Leiharbeitnehmer können die Arbeit als Streikbrecher verweigern. Das hat das Landesarbeitsgericht (LAG) Baden-Württemberg in Stuttgart bereits am 31.07.2013 entschieden (AZ: 4 Sa 18/13). Das Urteil wurde jetzt rechtskräftig, weil der beklagte Arbeitgeber seine Revision zurückgenommen hat, wie am Montag, 13.04.2015, das Bundesarbeitsgericht (BAG) in Erfurt mitteilte.
Damit muss die Stadtwerke Ulm/Neu-Ulm Verkehr GmbH (SWU Verkehr) eine Ermahnung aus der Personalakte eines Busfahrers entfernen. Die Busfahrer sind seit 2006 nicht mehr bei der SWU Verkehr direkt, sondern bei einem Tochterunternehmen (Service GmbH) beschäftigt. Der Kläger als Arbeitnehmer der SWU Verkehr wurde dauerhaft der Service GmbH überlassen.
Im Mai 2012 bestreikte die Gewerkschaft Verdi die Service GmbH, um den Abschluss eines Firmentarifs zu erreichen. Der Busfahrer machte von seinem Recht als Leiharbeitnehmer Gebrauch, nicht für das bestreikte Unternehmen zu fahren. Aber auch einer Weisung seines direkten Arbeitgebers, der SWU Verkehr, sich ans Bussteuer zu setzen, folgte er nicht. SWU Verkehr erteilte ihm daher eine Ermahnung.
Das LAG Stuttgart ließ es offen, ob es sich hierbei um eine förmliche Abmahnung oder um eine anderweitige Rüge handelt. So oder so habe der Busfahrer einen Anspruch auf Entfernung aus der Personalakte.
Denn mit der Anweisung zum Streikbruch habe die SWU Verkehr ihr Weisungsrecht überschritten, urteilte das LAG. Nach allgemeiner Auffassung dürften Arbeitnehmer nicht zu „Streikbrucharbeit“ gezwungen werden.
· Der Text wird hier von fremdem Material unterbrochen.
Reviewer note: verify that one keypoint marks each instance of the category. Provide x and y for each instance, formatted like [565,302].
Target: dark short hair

Das BAG habe bereits 1957 entschieden, das es einem Arbeitnehmer nicht zumutbar sei „sich gegenüber streikenden Kollegen unsolidarisch zu verhalten und diesen in den Rücken zu fallen“ (Urteil vom 25.07.1957, AZ: 1 AZR 194/56).
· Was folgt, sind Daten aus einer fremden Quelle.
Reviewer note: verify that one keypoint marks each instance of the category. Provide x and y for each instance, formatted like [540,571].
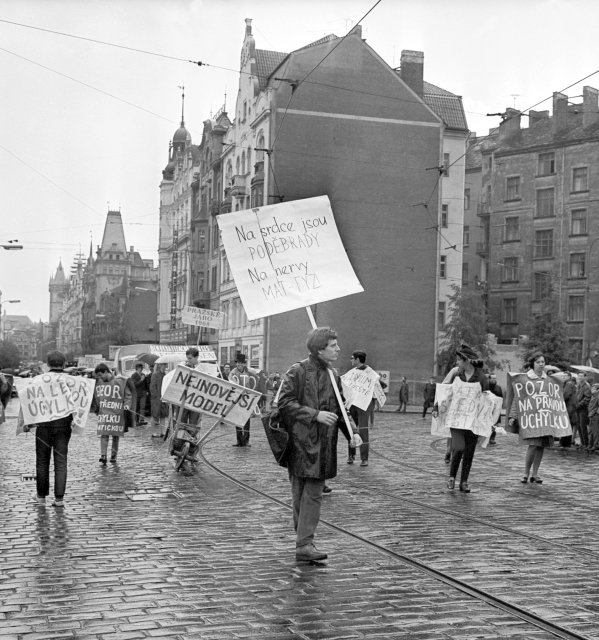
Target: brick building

Nach Überzeugung des LAG Stuttgart gilt dies nicht nur, wenn das bestreikte Unternehmen selbst zum Streikbruch auffordert. Es müsse vielmehr auch für Drittunternehmen gelten. Denn diese griffen dann „auf Seite des bestreikten Arbeitgebers aktiv in den Arbeitskampf ein“. Entsprechend dürften sich dann auch die Arbeitnehmer mit den streikenden Kollegen solidarisieren und die „Streikarbeit“ verweigern.
Bestärkt sahen sich die Stuttgarter Arbeitsrichter in dieser Auffassung auch durch das Sozialgesetzbuch. Dort ist bestimmt, dass die Bundesagentur für Arbeit keine Arbeitskräfte in bestreikte Betriebe vermitteln darf. Dies bedeute, „dass streikbrechende Direktionsrechtsmaßnahmen nicht mehr billigem Ermessen entsprechen“, folgerte das LAG.
In einem zweiten Begründungsstrang betonte das LAG, dass seit 2011 Arbeitnehmerüberlassung nur noch „vorübergehend“ zulässig ist. Zwar sei noch nicht abschließend geklärt, was als „vorübergehend“ gilt. Hier gehe es aber um eine dauerhafte Überlassung; diese sei nach der Rechtsprechung des BAG unzulässig (Beschluss vom 10.07.2013, AZ: 7 ABR 91/11).
Die Überlassung des Busfahrers an die Service GmbH sei daher nicht von der SWU Verkehr erteilten Arbeitnehmerüberlassungserlaubnis gedeckt. Kraft Gesetzes komme somit ein Arbeitsverhältnis unmittelbar mit der Service GmbH als Entleihbetrieb zustande. Der SWU Verkehr GmbH habe daher ein Rügerecht gar nicht zugestanden.
Wegen grundsätzlicher Bedeutung beider Begründungslinien hatte das LAG die Revision zum BAG zugelassen. Die SWU Verkehr hatte diese zunächst auch eingelegt, nun aber – einen Tag vor der für den 14.04.2015 terminierten Verhandlung (AZ: 1 AZR 792/13) – wieder zurückgenommen. Damit wurde ein höchstrichterliches Urteil zum Einsatz von Leiharbeitnehmern als Streikbrecher verhindert.